Table of Contents
ISRN Probability and Statistics
Volume 2014 (2014), Article ID 743030, 26 pages
http://dx.doi.org/10.1155/2014/743030
Research Article

Error Estimates for Binomial Approximations of Game Put Options

Institute of Mathematics, Hebrew University, 91904 Jerusalem, Israel

Received 17 October 2013; Accepted 21 November 2013; Published 30 January 2014

Academic Editors: P. E. Jorgensen and M. Montero

Copyright © 2014 Yonatan Iron and Yuri Kifer. This is an open access article distributed under the Creative Commons Attribution License, which permits unrestricted use, distribution, and reproduction in any medium, provided the original work is properly cited.

Abstract

A game or Israeli option is an American style option where both the writer and the holder have the right to terminate the contract before the expiration time. Kifer (2000) shows that the fair price for this option can be expressed as the value of a Dynkin game.
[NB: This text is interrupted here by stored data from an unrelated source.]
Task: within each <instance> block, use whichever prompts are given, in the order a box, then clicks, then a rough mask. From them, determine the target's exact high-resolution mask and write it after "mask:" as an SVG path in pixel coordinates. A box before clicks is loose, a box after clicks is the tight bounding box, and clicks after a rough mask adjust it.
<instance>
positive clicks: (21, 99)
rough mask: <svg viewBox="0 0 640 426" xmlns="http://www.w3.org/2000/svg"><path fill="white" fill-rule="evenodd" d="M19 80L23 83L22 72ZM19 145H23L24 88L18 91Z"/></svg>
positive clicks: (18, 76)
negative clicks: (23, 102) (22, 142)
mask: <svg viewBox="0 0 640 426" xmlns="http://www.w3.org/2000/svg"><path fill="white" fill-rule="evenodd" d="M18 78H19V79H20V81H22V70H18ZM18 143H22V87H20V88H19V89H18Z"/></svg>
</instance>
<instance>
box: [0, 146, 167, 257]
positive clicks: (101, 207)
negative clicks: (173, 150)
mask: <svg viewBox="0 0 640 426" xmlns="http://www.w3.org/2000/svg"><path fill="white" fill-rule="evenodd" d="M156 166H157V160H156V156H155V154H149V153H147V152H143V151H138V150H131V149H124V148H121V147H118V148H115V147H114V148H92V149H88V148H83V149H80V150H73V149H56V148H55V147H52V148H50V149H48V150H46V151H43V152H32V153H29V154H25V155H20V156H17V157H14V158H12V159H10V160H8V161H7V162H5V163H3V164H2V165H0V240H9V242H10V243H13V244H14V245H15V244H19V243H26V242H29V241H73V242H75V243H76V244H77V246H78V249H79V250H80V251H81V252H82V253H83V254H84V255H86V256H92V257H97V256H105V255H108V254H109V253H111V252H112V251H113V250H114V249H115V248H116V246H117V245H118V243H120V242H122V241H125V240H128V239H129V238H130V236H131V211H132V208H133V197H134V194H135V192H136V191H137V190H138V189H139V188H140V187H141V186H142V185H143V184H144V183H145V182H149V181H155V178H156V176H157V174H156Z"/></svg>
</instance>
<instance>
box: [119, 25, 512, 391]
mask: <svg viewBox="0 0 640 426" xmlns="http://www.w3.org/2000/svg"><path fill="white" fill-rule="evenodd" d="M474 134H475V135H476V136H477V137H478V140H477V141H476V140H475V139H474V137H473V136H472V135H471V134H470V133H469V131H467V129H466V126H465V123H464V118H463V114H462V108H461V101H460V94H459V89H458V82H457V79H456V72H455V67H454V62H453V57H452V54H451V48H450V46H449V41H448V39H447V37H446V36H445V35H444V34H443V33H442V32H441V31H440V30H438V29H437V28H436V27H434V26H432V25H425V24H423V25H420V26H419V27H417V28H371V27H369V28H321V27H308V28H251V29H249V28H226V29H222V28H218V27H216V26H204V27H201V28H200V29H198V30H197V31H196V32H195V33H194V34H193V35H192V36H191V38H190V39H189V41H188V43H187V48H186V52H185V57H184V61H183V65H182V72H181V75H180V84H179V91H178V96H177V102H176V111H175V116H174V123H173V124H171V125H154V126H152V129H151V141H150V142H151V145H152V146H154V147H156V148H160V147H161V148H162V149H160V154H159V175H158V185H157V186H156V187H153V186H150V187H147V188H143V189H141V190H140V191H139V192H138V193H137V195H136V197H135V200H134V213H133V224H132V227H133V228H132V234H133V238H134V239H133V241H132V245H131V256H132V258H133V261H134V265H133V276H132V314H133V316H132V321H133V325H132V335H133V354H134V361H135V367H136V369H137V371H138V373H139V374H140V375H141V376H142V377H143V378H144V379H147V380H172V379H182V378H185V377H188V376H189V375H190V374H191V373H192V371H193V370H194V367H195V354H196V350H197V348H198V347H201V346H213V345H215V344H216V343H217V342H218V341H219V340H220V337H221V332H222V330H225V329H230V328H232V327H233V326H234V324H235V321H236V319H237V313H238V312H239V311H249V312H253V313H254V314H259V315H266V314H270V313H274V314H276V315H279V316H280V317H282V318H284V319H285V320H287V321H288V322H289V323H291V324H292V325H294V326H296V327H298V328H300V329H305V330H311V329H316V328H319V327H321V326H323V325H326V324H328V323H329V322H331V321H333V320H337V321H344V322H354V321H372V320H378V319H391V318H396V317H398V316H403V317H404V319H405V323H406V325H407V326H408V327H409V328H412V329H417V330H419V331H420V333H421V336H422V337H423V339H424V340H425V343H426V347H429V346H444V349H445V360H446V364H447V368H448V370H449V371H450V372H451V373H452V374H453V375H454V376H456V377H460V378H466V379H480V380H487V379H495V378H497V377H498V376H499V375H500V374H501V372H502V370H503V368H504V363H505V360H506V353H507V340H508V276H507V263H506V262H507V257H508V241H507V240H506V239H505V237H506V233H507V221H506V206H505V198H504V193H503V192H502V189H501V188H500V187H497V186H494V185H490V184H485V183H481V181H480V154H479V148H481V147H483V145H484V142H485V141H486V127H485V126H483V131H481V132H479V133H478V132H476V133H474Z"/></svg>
In general, there are no explicit formulas for fair prices of American and game options and approximations are used for their computations. The paper by Lamberton (1998) provides error estimates for binomial approximation of American put options and here we extend the approach of Lamberton (1998) in order to obtain error estimates for binomial approximations of game put options which is more complicated as it requires us to deal with two free boundaries corresponding to the writer and to the holder of the game option.